Las Vegas Sun

April 16, 2024

1 dies from fireworks injury; no serious fires reported

Updated Monday, July 5, 2010 | 10:44 a.m.

Two adults and two children were injured in fireworks-related incidents Sunday night, and one man died as a result of his injuries, fire officials said.

Las Vegas Fire and Rescue spokesman Tim Szymanski said a man and woman suffered minor leg burns from fireworks in the 7500 block of Gilmore Avenue shortly after 10 p.m. Two children suffered injuries in other incidents across the valley.

In a separate incident near Sloan Lane and Stewart Avenue, a man in his 20s with serious injuries was taken to a trauma unit at a local hospital after he was injured while lighting fireworks in the street. He later died at the hospital, Szymanski said.

The North Las Vegas Fire Department worked a house fire at 2806 Perliter Avenue.

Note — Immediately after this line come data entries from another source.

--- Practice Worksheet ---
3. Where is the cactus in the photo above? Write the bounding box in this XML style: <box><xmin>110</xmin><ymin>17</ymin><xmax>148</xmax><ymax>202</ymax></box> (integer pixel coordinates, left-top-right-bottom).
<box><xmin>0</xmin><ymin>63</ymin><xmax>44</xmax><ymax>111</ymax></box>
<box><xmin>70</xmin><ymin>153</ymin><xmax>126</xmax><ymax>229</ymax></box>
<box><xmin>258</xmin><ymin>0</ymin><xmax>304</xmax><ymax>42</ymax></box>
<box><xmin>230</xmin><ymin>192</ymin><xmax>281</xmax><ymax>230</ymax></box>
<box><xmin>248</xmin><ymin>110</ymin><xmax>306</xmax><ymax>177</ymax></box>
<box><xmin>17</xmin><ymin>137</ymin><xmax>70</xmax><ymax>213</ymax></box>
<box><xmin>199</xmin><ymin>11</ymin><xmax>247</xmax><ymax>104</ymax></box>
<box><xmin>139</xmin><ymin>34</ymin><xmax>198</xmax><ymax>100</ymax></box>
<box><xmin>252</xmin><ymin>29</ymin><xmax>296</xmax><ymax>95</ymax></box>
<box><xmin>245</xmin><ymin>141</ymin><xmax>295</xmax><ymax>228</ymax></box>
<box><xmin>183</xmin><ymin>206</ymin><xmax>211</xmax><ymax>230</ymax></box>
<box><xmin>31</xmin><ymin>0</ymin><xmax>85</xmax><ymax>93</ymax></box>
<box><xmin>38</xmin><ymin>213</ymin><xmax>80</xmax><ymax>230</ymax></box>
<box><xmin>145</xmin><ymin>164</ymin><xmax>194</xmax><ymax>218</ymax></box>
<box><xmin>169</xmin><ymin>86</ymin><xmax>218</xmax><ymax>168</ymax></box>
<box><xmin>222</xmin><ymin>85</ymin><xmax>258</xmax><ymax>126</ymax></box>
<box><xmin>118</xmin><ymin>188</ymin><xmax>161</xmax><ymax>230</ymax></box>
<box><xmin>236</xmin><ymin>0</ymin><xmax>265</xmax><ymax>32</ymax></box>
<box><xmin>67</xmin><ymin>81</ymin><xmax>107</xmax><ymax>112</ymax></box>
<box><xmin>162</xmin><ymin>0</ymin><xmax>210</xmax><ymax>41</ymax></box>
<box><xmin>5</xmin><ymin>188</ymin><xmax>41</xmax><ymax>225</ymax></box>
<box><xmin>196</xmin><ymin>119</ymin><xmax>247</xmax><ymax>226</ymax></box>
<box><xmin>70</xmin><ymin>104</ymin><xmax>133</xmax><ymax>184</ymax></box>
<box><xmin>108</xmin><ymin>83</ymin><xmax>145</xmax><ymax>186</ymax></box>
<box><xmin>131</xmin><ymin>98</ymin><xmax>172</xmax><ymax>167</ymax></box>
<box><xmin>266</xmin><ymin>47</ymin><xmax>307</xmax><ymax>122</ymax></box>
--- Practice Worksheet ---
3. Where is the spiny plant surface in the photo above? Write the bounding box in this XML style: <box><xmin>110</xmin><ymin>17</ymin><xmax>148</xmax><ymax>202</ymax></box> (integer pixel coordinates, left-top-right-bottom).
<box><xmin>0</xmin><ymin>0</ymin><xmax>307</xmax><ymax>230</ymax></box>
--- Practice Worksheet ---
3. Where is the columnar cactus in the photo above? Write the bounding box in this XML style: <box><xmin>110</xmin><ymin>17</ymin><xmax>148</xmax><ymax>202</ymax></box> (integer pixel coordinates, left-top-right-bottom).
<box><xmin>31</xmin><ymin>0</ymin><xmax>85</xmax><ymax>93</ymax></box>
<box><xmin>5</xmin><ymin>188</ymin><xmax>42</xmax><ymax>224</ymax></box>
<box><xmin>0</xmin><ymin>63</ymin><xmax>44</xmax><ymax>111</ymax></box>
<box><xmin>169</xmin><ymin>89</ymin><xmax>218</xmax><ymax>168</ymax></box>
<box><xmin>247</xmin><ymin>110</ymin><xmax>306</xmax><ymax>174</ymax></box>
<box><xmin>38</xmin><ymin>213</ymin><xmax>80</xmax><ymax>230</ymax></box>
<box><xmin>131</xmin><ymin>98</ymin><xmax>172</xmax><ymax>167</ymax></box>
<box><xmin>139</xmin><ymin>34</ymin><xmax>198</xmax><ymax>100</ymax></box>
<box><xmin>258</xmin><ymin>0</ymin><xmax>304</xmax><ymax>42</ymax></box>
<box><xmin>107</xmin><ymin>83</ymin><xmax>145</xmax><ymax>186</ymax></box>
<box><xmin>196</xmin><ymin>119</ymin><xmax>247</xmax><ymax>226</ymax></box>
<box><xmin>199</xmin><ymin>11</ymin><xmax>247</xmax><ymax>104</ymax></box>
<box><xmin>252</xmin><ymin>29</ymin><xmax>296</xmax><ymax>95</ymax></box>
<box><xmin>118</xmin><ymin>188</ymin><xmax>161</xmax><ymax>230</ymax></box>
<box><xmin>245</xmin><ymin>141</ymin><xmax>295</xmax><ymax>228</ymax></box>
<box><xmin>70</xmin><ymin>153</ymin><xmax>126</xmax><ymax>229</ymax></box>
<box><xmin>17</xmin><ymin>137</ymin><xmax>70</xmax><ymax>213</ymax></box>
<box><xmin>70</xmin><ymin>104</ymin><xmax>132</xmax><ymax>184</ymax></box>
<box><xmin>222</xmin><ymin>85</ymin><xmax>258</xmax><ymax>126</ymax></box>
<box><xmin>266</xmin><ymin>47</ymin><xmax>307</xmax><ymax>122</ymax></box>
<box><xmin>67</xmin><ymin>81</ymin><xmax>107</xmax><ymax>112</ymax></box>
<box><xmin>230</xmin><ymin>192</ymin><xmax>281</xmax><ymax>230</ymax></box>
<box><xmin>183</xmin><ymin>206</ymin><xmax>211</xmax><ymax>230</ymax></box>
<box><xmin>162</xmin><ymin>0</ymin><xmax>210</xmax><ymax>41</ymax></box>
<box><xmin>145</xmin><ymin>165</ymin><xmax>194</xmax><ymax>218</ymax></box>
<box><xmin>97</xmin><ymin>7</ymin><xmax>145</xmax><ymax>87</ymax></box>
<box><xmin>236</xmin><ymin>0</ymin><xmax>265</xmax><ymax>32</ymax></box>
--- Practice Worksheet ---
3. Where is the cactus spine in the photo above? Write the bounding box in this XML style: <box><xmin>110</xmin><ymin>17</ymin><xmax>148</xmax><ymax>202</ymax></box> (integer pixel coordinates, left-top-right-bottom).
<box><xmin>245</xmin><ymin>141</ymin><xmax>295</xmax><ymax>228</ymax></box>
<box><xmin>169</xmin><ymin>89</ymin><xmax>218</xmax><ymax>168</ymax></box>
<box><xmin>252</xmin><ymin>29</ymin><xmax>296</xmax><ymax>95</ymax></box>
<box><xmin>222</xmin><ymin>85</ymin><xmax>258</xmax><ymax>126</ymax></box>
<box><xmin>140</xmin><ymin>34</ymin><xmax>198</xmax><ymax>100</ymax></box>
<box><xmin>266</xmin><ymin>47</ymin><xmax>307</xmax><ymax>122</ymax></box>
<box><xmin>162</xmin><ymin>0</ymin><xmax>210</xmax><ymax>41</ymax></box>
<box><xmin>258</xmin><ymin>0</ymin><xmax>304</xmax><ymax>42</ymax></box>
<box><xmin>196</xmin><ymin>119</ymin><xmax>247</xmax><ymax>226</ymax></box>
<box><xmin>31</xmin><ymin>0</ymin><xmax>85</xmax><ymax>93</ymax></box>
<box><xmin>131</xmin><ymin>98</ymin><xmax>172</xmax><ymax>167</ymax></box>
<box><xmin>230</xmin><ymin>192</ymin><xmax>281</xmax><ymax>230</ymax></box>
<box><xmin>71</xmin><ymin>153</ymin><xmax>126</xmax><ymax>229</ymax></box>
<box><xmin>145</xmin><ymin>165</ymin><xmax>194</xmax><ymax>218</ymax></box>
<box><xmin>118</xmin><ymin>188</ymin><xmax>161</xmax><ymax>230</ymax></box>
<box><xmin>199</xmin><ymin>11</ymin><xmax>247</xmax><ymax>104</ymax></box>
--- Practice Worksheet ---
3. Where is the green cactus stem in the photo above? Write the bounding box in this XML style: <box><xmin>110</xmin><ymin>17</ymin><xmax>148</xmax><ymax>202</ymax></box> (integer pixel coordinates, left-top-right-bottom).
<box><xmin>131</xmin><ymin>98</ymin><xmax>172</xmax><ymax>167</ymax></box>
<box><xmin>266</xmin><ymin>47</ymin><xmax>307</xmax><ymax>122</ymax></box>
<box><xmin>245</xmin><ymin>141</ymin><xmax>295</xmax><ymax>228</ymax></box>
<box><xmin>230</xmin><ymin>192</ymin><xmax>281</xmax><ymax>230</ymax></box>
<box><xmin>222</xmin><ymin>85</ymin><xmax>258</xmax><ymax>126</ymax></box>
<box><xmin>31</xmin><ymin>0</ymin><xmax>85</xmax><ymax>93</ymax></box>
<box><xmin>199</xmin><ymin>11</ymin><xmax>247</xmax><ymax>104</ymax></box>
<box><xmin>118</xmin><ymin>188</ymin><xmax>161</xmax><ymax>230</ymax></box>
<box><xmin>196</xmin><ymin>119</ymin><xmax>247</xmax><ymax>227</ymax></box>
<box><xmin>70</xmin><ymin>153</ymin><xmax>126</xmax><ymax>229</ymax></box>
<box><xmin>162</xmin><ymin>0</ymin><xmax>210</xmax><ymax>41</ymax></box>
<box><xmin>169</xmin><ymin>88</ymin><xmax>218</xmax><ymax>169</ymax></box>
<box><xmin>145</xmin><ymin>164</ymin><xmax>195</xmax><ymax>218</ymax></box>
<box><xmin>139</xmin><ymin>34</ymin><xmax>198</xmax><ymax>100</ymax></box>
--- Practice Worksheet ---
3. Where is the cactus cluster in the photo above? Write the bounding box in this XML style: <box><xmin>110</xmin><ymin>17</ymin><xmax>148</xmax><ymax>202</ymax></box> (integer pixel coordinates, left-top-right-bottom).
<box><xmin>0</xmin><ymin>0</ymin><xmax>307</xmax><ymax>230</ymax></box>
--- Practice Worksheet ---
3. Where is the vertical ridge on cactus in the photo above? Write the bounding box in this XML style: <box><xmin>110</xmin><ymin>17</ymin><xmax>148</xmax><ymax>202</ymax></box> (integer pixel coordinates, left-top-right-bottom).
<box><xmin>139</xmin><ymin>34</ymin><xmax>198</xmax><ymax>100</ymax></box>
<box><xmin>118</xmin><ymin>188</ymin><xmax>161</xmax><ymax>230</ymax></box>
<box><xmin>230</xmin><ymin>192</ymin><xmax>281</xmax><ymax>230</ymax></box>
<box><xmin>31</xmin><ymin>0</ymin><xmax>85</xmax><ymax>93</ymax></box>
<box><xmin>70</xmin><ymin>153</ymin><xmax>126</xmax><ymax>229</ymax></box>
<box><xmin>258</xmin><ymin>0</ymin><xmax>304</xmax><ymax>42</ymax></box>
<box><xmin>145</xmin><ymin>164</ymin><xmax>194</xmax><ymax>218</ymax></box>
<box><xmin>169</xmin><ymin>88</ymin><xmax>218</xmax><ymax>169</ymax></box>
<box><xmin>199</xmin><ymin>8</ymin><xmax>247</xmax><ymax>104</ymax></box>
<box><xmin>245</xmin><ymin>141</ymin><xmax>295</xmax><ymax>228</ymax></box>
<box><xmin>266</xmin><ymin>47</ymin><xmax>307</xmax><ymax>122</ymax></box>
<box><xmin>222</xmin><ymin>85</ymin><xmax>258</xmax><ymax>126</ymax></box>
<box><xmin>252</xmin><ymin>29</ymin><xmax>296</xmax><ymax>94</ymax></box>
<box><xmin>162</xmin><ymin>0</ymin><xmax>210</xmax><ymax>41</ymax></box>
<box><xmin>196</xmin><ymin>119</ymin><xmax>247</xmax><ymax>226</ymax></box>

No injuries were reported.

Szymanski said there were no serious building fires in Las Vegas related to fireworks.

“This has been the calmest of all the 15 years I’ve worked on the Fourth of July,” he said.

At 2:15 a.m. this morning, a vacant mobile home caught fire in a closed mobile home park at 1610 N. Rancho Drive. The fire caused $10,000 in damage and destroyed the mobile home, but there was no apparent link to fireworks. Another fire was reported at 2:43 a.m. in a room at a vacant business building at 2331 Martin Luther King Blvd., where investigators say a group of homeless people were living.

Szymanski said the evening began with four minor fire calls from 6 p.m. to 8 p.m. Sunday about smoke sightings and trash bin fires.

An hour later, seven calls came in regarding a tree on fire at Cervantes Street and East Ogden Avenue, a bush on fire on La Reina Circle and another tree on fire on Fast Elk Street. There were 15 calls for bush and tree fires from 9 p.m. to 10 p.m.

Szymanski said he thinks more people were cautious about tree and bush fires because of the Mount Charleston and Moapa fires, which began Thursday.

“People saw those and said, ‘I don’t want anything like that to happen to my home,’” he said. “The attitude has changed where people want to be safe.”

At midnight, all fireworks became illegal and all fireworks booths closed.